No raciocínio subjetivo, AMARO (2008) considera que a capacidade contributiva reclama, mais do que mera expressão matemática, pois exige que se afira justiça da incidência em cada situação isoladamente considerada, e não apenas a justiça relativa entre uma e outra das duas situações.
O princípio da capacidade contributiva, conjugado com o da igualdade, direciona os impostos para a proporcionalidade, mas não se esgota nesta. Com o apoio no princípio da capacidade contributiva e no da igualdade, tem sido discutida a constitucionalidade dos tributos “fixos”, assim chamados porque seu montante não se gradua em função da maior ou menor expressão econômica revelada pelo fato gerador.
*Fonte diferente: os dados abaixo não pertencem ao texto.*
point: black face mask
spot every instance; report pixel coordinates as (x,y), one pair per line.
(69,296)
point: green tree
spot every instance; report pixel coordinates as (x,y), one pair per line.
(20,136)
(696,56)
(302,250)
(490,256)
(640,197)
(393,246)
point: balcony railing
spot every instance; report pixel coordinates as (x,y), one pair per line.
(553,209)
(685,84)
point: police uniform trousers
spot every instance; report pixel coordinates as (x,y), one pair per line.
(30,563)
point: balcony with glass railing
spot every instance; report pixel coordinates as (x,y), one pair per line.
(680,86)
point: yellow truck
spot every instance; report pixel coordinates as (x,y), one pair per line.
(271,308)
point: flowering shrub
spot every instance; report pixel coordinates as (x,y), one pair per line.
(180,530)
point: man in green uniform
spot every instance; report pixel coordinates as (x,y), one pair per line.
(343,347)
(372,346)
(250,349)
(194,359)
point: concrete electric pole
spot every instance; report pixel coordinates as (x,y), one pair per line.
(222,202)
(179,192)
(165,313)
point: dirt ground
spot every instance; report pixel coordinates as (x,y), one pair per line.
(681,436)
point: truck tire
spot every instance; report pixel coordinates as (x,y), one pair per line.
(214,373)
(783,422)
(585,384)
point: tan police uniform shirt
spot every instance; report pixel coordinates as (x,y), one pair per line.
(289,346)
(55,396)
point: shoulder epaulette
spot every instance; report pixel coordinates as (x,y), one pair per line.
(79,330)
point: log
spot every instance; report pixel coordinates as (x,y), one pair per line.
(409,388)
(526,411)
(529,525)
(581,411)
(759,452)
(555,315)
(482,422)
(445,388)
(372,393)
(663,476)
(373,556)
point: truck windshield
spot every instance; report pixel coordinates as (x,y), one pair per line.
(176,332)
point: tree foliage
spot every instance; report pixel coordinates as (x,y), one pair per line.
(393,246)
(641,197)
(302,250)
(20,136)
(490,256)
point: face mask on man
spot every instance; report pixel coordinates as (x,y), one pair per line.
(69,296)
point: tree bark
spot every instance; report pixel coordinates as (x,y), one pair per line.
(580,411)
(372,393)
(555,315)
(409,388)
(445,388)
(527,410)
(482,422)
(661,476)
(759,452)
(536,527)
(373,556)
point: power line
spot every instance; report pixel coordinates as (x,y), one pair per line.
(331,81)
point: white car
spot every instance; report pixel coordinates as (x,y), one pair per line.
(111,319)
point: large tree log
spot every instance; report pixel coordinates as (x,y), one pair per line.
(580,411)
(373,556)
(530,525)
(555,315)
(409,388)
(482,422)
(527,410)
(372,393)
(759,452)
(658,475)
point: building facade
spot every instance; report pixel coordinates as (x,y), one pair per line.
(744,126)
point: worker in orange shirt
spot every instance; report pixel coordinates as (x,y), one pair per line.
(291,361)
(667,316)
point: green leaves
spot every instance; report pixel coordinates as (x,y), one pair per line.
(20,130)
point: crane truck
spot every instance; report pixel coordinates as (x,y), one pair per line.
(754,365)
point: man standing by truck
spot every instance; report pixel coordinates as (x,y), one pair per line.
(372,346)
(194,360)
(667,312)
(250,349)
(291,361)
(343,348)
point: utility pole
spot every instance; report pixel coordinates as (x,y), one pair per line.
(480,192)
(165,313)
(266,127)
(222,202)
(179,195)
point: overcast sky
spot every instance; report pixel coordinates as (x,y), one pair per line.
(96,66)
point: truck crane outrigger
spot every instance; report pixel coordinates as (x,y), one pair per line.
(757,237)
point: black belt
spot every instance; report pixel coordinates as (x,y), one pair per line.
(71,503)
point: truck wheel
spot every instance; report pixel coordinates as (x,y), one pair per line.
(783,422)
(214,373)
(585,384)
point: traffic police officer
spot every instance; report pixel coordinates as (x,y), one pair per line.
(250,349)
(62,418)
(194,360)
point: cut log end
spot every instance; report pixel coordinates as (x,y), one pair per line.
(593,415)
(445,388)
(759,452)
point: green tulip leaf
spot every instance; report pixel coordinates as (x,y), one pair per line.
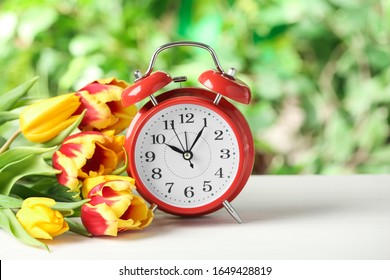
(8,99)
(18,153)
(10,202)
(30,165)
(77,227)
(10,224)
(66,132)
(8,116)
(123,168)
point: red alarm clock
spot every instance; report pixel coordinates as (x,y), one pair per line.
(190,150)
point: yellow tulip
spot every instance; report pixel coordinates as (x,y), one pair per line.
(45,119)
(39,219)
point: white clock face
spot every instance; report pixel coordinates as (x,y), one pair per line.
(187,155)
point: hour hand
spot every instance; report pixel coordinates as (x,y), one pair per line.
(175,149)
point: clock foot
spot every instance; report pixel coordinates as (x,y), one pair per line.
(231,211)
(153,207)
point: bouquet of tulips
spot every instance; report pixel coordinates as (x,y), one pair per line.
(63,169)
AMARO (2008) recorda outro preceito que se aproxima do princípio da capacidade contributiva: da progressividade, este que é previsto para certos impostos, como o de renda. A progressividade que, juntamente com outros subprincípios, será explicada mais adiante neste artigo, não é uma decorrência necessária da capacidade contributiva, mas sim um refinamento desse postulado.
A proporcionalidade implica que riquezas maiores gerem impostos proporcionalmente maiores (na razão direta do aumento da riqueza). Já a progressividade faz com que a alíquota, para as fatias mais altas de riqueza, seja maior.
4.2 A Efetividade do Principio Constitucional da Capacidade Contributiva: Teorias Subjetiva e Objetiva
No sentido da interpretação e aplicação do princípio da capacidade contributiva, a doutrina classifica essa capacidade contributiva em absoluta e relativa. Será absoluta quando “relaciona-se com aqueles fatos legislativamente escolhidos por representarem manifestações de riqueza”, enquanto que a capacidade contributiva relativa “corresponde à aptidão de um determinado sujeito para suportar o impacto tributário, avaliável consoante suas possibilidades econômicas” (COSTA, 1996, p.72).
A maior parte dos doutrinadores e operadores do direito tende geralmente a aplicar o princípio constitucional considerando as manifestações objetivas de riqueza, isto é, aplicam a capacidade absoluta. Afirma CARRAZZA sobre o assunto (1999, p.67):
A capacidade contributiva à qual alude a Constituição e que a pessoa política é obrigada a levar em conta ao criar, legislativamente, os impostos de sua competência é objetiva e não subjetiva. É objetiva, porque se refere não às condições econômicas reais de cada contribuinte, individualmente considerado, mas às suas manifestações objetivas de riqueza. (...) Assim, atenderá ao princípio da capacidade contributiva a lei que, ao criar o imposto, colocar em sua hipótese de incidência fatos deste tipo.[4]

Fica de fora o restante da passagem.